Hay, sin embargo, un último elemento de la heteronimia montejiana que es menester mencionar. Y es éste: que sobre todo es divertida, es graciosa. Desde la queja de Blas Coll de que socorro es una palabra totalmente ridícula para que cualquier lengua se la imponga a uno de sus hablantes al encontrarse éste necesitado de ayuda urgente, hasta los juegos de palabra chistosos de los versos de Eduardo Polo; desde los fragmentos de chismes y opiniones atrevidos e insolentes de los residentes de Puerto Malo sobre su vecino tipógrafo, hasta el complejo y confuso ‘juego’ de esta red de voces que no cesa de expandirse, la escritura oblicua de Eugenio Montejo nos presenta a un escritor que simplemente se está divirtiendo de manera exuberante y lúdica. Y eso nos lleva al último poema órfico que publicó Montejo, “Máscaras de Orfeo”. Como sugiere el título, es el lugar en donde, por fin, Orfeo y la heteronimia se encuentran, cara a cara. Es un poema que habla de Orfeo y todas las máscaras con las cuales ha aparecido en la poesía de Montejo; no nombra a los heterónimos, pero están presentes, igual que el pájaro, la cigarra, y el sapo, tres de los disfraces de los que se ha vestido el poeta en el curso de esta travesía poética. Es un poema que, al mencionar el jazz, dialoga de manera abierta y explícita con el primer poema de Élegos, “En los bosques de mi antigua casa”. Y es un poema que nos deja con la imagen del poeta, en forma de sapo, chapaleando y revolcándose en el lodo del tiempo y del espacio, mientras monta y distorsiona sus armonías poéticas. Por más que la heteronimia de Montejo constituya una práctica literaria que de modo provocador y complejo mina las fuerzas centrífugas y unívocas, mina (un entendimiento simplista de) lo órfico, también es una práctica literaria jubilosa y lúdica.

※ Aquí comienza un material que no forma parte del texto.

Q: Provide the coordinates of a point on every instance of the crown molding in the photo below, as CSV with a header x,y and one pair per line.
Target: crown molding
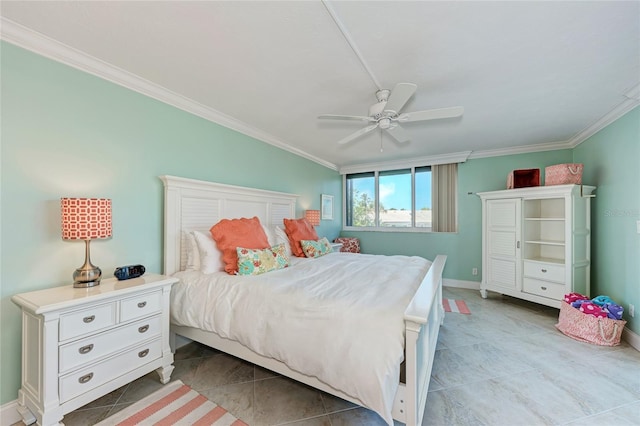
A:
x,y
632,100
21,36
432,160
525,149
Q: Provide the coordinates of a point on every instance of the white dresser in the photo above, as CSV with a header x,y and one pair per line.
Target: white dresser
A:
x,y
536,242
79,344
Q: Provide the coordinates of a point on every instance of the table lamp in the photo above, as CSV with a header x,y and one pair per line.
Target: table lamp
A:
x,y
86,219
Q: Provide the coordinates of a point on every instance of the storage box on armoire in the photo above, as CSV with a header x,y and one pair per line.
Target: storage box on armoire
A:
x,y
523,178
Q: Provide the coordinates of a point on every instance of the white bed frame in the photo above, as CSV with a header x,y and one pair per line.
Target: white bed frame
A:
x,y
197,205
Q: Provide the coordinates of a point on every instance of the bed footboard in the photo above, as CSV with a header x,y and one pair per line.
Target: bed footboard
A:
x,y
423,318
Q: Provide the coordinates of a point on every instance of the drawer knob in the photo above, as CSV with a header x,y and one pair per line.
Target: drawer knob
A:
x,y
86,349
85,378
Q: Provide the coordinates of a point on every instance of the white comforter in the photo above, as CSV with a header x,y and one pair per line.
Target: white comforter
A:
x,y
338,317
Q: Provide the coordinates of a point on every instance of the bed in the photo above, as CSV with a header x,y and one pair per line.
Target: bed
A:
x,y
196,205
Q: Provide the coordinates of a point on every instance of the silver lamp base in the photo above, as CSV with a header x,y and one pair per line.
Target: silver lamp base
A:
x,y
88,275
83,278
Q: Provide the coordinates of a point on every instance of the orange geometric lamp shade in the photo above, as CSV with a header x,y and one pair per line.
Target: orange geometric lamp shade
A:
x,y
313,217
85,218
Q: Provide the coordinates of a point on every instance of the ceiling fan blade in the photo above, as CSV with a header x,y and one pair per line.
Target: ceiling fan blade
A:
x,y
398,133
431,114
357,134
345,117
399,96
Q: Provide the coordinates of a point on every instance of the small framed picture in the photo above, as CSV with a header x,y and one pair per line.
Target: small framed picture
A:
x,y
327,207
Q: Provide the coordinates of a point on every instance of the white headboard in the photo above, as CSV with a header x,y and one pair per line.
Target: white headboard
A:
x,y
196,205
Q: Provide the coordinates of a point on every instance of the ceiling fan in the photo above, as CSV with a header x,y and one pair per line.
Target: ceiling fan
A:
x,y
386,115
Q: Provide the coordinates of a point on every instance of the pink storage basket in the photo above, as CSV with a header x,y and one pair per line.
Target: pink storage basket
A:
x,y
587,328
563,174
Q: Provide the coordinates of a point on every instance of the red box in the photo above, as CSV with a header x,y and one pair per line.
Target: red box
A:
x,y
523,178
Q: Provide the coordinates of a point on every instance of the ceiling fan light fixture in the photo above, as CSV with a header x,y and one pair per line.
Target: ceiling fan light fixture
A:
x,y
384,123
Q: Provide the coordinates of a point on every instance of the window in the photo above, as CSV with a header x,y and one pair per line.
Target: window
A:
x,y
399,199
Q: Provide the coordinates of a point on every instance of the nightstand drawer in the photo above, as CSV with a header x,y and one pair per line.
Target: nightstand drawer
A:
x,y
548,289
87,320
89,378
544,271
140,305
91,348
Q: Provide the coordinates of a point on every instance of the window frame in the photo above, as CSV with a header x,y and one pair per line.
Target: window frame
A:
x,y
378,228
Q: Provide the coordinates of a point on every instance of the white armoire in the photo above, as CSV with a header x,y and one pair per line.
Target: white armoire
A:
x,y
536,242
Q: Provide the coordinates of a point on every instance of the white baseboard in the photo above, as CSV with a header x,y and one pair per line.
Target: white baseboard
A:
x,y
471,285
9,413
631,338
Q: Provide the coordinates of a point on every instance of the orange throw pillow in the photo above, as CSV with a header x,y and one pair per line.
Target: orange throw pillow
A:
x,y
298,230
232,233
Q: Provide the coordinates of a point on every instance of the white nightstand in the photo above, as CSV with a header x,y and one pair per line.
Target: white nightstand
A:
x,y
79,344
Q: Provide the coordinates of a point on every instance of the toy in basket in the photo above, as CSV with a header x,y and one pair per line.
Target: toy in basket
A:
x,y
596,321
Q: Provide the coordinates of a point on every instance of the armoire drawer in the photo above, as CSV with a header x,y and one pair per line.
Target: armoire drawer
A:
x,y
544,271
91,348
88,320
93,376
548,289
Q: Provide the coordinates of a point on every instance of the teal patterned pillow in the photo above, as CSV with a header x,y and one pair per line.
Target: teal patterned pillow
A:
x,y
318,248
259,261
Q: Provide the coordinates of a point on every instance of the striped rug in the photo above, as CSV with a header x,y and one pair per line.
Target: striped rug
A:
x,y
174,404
453,305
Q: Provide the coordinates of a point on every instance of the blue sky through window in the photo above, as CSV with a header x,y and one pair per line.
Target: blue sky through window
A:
x,y
395,190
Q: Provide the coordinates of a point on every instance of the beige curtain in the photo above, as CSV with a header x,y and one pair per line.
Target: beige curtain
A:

Una última reflexión. En sus versos, Montejo define la vida como este tiempo que se nos concedió entre dos nadas. Nuestra vida es un libro entre las dos tapas que son nuestro nacer y nuestro morir; antes de aquél no éramos nada; después de éste, eso es lo que nos espera de nuevo. Pero si ese tiempo es, de hecho, lo único que tenemos, la obra de Montejo plantea que hagamos de él un juego, un juego divertido, desconcertante, desafiante. Y ¡qué juego es su escritura oblicua! Pues, tal y como hizo con los límites del cuaderno apócrifo de Blas Coll, de igual manera con su proliferante y exuberante heteronimia Montejo se burló de los límites que esas tapas buscaban imponerle a su propio libro, excediéndolas magníficamente.